2) Seven Yrs Later: Take one thing from Seven Yrs Ago and write about how my thinking has changed. Since I release biweekly, I pick material from each two-week window, neither skipping ahead, nor dwelling in better windows.
And there’s the crux. I pitched Seven Yrs to be about growth, but pragmatically, I had a lot of material and accepted I have to let people know I’m a writer. I want to get paid to be what I am, because I got drive and I got bills. But what was meant to be an easy re-shelving of archives became an anticipation for context, so I pushed and I spread. So you’re here, waiting for the meta to have meaning, so I peeked ahead and gulped at what I think I’m asking myself to do: reopen time and take care of my shame. Most of the situations I’ll disclose are done, but all the shame they brought out is not. The shame of not mastering who I pretended to be, the shame of having been myself all along. I didn’t know I would provoke this and now I discover it publicly. It was so rewarding to simulate that I’m just charming, funny and perceptive. You and I will soon uncover that I’ve been ugly, unlikable and hopeless. But I’m going to give myself permission to show us, because I’m all of the above, but with a little more hope. As of now, Seven Yrs is about shame and closure.

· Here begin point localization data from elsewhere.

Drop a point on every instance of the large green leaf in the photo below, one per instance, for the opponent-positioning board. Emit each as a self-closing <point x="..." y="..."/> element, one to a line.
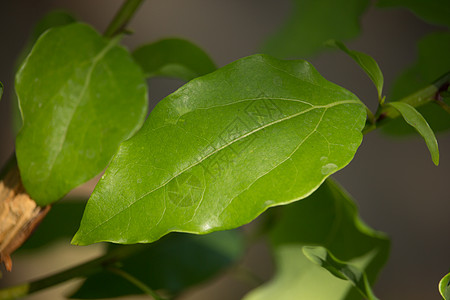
<point x="175" y="58"/>
<point x="366" y="62"/>
<point x="59" y="224"/>
<point x="433" y="61"/>
<point x="327" y="218"/>
<point x="416" y="120"/>
<point x="324" y="258"/>
<point x="444" y="287"/>
<point x="50" y="20"/>
<point x="433" y="11"/>
<point x="80" y="95"/>
<point x="172" y="264"/>
<point x="311" y="23"/>
<point x="215" y="154"/>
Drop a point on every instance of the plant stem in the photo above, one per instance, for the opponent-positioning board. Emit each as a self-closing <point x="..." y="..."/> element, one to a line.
<point x="122" y="17"/>
<point x="83" y="270"/>
<point x="428" y="94"/>
<point x="139" y="284"/>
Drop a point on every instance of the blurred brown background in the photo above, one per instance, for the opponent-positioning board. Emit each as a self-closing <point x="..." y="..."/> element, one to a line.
<point x="397" y="187"/>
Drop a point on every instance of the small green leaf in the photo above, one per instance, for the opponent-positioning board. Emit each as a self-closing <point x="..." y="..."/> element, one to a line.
<point x="366" y="62"/>
<point x="311" y="23"/>
<point x="80" y="95"/>
<point x="324" y="258"/>
<point x="433" y="62"/>
<point x="416" y="120"/>
<point x="433" y="11"/>
<point x="226" y="146"/>
<point x="175" y="58"/>
<point x="327" y="218"/>
<point x="444" y="287"/>
<point x="172" y="264"/>
<point x="50" y="20"/>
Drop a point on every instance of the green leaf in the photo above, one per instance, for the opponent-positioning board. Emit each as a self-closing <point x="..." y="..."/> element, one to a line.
<point x="80" y="96"/>
<point x="433" y="11"/>
<point x="311" y="23"/>
<point x="215" y="154"/>
<point x="416" y="120"/>
<point x="366" y="62"/>
<point x="324" y="258"/>
<point x="60" y="223"/>
<point x="172" y="264"/>
<point x="174" y="58"/>
<point x="50" y="20"/>
<point x="327" y="218"/>
<point x="444" y="287"/>
<point x="433" y="61"/>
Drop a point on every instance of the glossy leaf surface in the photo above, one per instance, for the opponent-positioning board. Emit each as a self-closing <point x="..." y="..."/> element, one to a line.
<point x="322" y="257"/>
<point x="417" y="121"/>
<point x="80" y="95"/>
<point x="327" y="218"/>
<point x="172" y="264"/>
<point x="176" y="58"/>
<point x="311" y="23"/>
<point x="433" y="11"/>
<point x="366" y="62"/>
<point x="433" y="62"/>
<point x="444" y="287"/>
<point x="215" y="154"/>
<point x="50" y="20"/>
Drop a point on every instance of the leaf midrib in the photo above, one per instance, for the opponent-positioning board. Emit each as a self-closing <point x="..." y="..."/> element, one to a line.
<point x="349" y="101"/>
<point x="95" y="60"/>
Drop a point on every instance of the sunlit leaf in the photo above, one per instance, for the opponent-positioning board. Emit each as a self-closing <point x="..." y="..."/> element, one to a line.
<point x="433" y="62"/>
<point x="311" y="23"/>
<point x="80" y="95"/>
<point x="444" y="287"/>
<point x="417" y="121"/>
<point x="322" y="257"/>
<point x="433" y="11"/>
<point x="172" y="264"/>
<point x="327" y="218"/>
<point x="366" y="62"/>
<point x="215" y="154"/>
<point x="175" y="58"/>
<point x="50" y="20"/>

For all it agitated, I have to look at my note for what it is, a starter version of where I am now. It’s uncomposed because I was trying to put words to confusion, and I spilled them on my notebook, the one place that absorbed it. Even in private, I stepped all over myself because I couldn’t discern egotism from ego, that I had the basic right to self-esteem. I still question that; I Googled “how to tell stories without being self centered.” Rereading the note, I didn’t think I deserved the feelings I had. I blamed my attitude, labeled it as ingratitude, and told myself that I will just be happy if I had a good attitude. In my first post about Seven Yrs Ago, I mentioned that at the end of 2013, I found out I had been depressed for about seven years. Much of that length was sustained by appearing good and fine, and while one side felt that, another side cried every other day for months. That got very tiring, so I forced myself to play normal. A good attitude can bring back joy, but a ceaseless mantra obscures the rest. I recognized I had “great friends who I can lean on” and that I was “chill with everything,” yet “[didn’t] want any of it,” and that is not ingratitude; I included that for a reason. My bad attitude was rather a clue to my depression, long-lingering when I thought I had killed it on my own. When I decided to be normal again, I did not tell anyone what happened, and no one asked why I stopped taking lunch in my Lit. classroom, concentrating on my iPod, eating dry bagels. Maybe if I had told even one person I was sad, maybe I wouldn’t have stayed sad when I thought I was finally happy.
My 20-year-old self had my 13-year-old self in a headlock, still vying to strangle the ache she let in. I have them both in my pits, the pits of a 27-year-old who wanted to unplug the internet. I am easing up, though the rigor mortis will take a bit. We’ll untangle, slowly, much slower than I demanded before, so as not to break off more parts than I already have. We can take turns repeating the 20-year-old back to us: “You are yourself. You own yourself. You’re lucky that you can do that and that you are doing that.”
I am lucky that I’m doing this. I write because I need to understand, and now I want to know how I stop myself when I shame myself. The past stories we tell ourselves still carry that weight, but they do not bear the entire truth. Shame does not hold the trust that I’ve rebuilt in myself and the faith that I’m giving back to people. I’ll stick to Seven Yrs because I have new stories for my old ones. As for you—don’t follow me unless you want new stories for yourself too. None of my selves want followers, but “friends who do what they want, who are their own Battlestar Galactica commanders! Or whatever!” Get back from behind me and get beside me. Tell ‘em.